Bag-mask ventilation is often used as a way to supplement or
replace spontaneous patient respiratory attempts prior to endotracheal
intubation. Various anatomic issues (ie, excess soft tissue, large
tongue) may necessitate the insertion of an artificial airway to
permit bag-mask ventilation.
Resuscitation bag, mask, and tubing.
Face mask with attached PEEP valve.
- ▪ Select appropriate mask for patient’s face
- ▪ Apply mask to face over nose and mouth with left hand.

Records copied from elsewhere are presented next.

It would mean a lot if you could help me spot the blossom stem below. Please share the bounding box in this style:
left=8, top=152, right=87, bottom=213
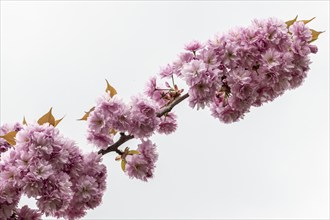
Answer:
left=98, top=93, right=189, bottom=155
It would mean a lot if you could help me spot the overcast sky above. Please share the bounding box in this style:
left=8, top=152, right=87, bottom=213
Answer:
left=0, top=1, right=330, bottom=219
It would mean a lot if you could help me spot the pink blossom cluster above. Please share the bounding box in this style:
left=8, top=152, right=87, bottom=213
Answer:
left=125, top=140, right=158, bottom=181
left=153, top=18, right=317, bottom=123
left=87, top=94, right=176, bottom=149
left=0, top=123, right=106, bottom=219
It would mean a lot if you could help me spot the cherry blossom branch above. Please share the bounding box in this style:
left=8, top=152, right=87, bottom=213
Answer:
left=98, top=93, right=189, bottom=155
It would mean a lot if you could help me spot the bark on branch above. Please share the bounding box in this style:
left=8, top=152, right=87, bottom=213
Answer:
left=98, top=93, right=189, bottom=155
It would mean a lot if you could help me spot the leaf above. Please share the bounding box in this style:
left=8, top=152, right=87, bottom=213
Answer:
left=54, top=116, right=64, bottom=127
left=121, top=160, right=126, bottom=172
left=38, top=108, right=55, bottom=126
left=300, top=17, right=316, bottom=24
left=105, top=80, right=117, bottom=98
left=285, top=15, right=298, bottom=27
left=128, top=150, right=140, bottom=155
left=0, top=131, right=17, bottom=146
left=78, top=107, right=95, bottom=121
left=22, top=116, right=27, bottom=125
left=309, top=29, right=324, bottom=43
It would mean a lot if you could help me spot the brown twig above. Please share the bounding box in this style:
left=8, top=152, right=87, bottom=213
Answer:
left=98, top=93, right=189, bottom=155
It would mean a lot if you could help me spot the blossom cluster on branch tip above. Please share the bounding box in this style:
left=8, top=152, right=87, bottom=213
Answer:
left=0, top=124, right=106, bottom=219
left=0, top=17, right=321, bottom=220
left=154, top=18, right=317, bottom=123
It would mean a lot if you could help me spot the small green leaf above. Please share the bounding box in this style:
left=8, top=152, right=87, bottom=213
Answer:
left=38, top=108, right=55, bottom=126
left=78, top=107, right=95, bottom=121
left=285, top=15, right=298, bottom=27
left=54, top=116, right=64, bottom=127
left=105, top=80, right=117, bottom=98
left=121, top=160, right=126, bottom=172
left=128, top=150, right=140, bottom=155
left=0, top=131, right=17, bottom=146
left=309, top=29, right=324, bottom=43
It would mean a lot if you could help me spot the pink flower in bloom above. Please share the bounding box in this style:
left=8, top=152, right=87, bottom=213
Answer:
left=129, top=97, right=159, bottom=138
left=17, top=205, right=41, bottom=220
left=157, top=112, right=178, bottom=134
left=159, top=18, right=317, bottom=123
left=0, top=124, right=106, bottom=219
left=125, top=140, right=158, bottom=181
left=184, top=41, right=203, bottom=53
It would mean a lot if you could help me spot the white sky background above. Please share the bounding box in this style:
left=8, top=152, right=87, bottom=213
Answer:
left=0, top=1, right=330, bottom=219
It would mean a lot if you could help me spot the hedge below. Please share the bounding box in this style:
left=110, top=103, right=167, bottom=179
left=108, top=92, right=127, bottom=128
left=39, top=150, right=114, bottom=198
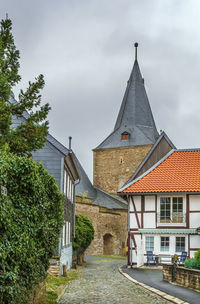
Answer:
left=73, top=214, right=94, bottom=254
left=0, top=151, right=64, bottom=304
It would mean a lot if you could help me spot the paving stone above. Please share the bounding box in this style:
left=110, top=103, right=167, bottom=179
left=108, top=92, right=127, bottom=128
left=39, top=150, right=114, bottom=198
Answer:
left=59, top=259, right=171, bottom=304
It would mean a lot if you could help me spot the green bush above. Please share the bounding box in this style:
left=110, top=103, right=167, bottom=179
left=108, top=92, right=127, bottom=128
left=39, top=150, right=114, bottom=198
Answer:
left=194, top=249, right=200, bottom=263
left=0, top=151, right=64, bottom=304
left=73, top=214, right=94, bottom=254
left=184, top=258, right=200, bottom=269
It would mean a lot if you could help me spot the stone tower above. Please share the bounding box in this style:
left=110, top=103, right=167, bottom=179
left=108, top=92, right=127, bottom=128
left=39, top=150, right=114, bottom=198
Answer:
left=93, top=43, right=159, bottom=194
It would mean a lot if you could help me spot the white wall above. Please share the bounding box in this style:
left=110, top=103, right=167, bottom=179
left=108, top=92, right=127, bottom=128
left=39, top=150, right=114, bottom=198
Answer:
left=130, top=213, right=141, bottom=228
left=189, top=213, right=200, bottom=228
left=190, top=195, right=200, bottom=210
left=143, top=213, right=156, bottom=228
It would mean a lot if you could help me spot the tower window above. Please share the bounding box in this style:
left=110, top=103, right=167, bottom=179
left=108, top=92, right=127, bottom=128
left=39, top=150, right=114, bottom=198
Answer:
left=121, top=132, right=130, bottom=140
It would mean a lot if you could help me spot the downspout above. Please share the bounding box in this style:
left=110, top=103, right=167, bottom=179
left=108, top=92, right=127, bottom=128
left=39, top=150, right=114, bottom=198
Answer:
left=126, top=194, right=132, bottom=266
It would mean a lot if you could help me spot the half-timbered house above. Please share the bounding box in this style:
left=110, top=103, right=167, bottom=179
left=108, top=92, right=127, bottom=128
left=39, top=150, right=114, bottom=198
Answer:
left=10, top=93, right=79, bottom=275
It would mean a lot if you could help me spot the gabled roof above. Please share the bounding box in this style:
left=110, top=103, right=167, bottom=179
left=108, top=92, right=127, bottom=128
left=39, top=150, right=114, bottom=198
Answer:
left=75, top=157, right=127, bottom=209
left=124, top=131, right=176, bottom=186
left=96, top=45, right=159, bottom=149
left=9, top=92, right=70, bottom=156
left=119, top=149, right=200, bottom=194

- ▪ The thumb should be above the endotracheal tube connector
and the index finger below, with the remaining fingers spread along
mandible (Figure 24-3).
- ▪ The bag should be compressed in coordination with the patient’s
inspiratory effort, if present or at a rate between 10 and 20 breaths/min
if patient efforts absent.
- ▪ The chest should be inspected for appropriate rise and
fall with bag compressions.
- ▪ The abdomen should be inspected for enlargement to determine
whether the stomach is being inflated with bag compressions.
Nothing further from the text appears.